The awkward memory of this après-crisis phenomenon was prompted by reading one of the blogs in my sidebar, Generation Y, written by a Cuban woman who has to work miracles just to get her posts on the Internet without being censored. She writes, “It especially frightens me that three months from now the suffering will no longer be a headline in any newspaper and people will have ceased to feel the urgency of the Haitian drama.” I’ve thought about that, too. We send our money and we go on about our life. What else can we do?
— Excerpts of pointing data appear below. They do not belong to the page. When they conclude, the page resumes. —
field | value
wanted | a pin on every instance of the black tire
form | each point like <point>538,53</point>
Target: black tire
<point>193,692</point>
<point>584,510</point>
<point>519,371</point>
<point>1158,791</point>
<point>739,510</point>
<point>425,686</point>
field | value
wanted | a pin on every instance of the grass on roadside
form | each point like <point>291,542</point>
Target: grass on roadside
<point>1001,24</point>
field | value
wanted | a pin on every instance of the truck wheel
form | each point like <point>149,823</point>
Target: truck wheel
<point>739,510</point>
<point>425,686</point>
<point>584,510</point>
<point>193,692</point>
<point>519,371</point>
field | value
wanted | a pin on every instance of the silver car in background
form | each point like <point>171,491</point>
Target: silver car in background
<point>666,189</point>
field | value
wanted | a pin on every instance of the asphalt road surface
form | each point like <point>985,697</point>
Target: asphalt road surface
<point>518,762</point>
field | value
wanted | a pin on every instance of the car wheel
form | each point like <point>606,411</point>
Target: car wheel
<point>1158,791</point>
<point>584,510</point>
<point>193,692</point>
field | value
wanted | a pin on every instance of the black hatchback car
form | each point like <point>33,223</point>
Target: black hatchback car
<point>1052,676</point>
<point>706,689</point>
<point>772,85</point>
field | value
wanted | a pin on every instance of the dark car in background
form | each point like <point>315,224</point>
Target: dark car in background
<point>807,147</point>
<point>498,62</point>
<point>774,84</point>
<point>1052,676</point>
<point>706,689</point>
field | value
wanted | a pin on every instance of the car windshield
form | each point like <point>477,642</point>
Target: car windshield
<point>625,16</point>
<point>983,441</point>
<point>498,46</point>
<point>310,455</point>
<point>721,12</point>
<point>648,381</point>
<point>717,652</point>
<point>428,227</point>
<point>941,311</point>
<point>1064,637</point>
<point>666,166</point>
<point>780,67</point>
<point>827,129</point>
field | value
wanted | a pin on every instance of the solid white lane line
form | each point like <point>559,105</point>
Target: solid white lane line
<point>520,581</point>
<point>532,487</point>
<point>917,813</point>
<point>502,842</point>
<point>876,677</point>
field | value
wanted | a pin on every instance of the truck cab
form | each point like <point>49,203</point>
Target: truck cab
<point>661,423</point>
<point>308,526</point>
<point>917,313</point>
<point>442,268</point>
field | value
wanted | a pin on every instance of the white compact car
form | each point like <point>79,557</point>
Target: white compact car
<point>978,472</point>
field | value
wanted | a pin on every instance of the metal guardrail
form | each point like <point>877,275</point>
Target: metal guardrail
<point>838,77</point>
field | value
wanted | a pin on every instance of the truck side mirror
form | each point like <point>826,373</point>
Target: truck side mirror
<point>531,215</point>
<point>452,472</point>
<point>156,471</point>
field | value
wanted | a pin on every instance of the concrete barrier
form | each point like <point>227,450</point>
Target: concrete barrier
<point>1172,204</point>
But I’m getting ahead of myself. The crisis in Haiti is still full-throttle, and will be for some time. Help is needed now. If you haven’t donated, here are some reputable aide organizations. (I donated here.) Or if you’re in the States, all it takes is a single text message. If you blog, here’s another creative way to raise funds. Sending $10 – the cost of two draught beers at my favorite café – will make a difference, when you consider how many millions of people are donating just that. It adds up, fast.

Just remember that the crisis may end for us when the media coverage dies down, but not for them. Whether it’s for Haiti or any other cause – the charity of your choice, or the friend across town who’s grandmother just died – it’s so important to follow up and check back in. Maybe it’s another donation, another mention, another offer to help – even just a quick hello that says you haven’t forgotten – that could mean more than we know.

Well, in fact, I know. It means everything.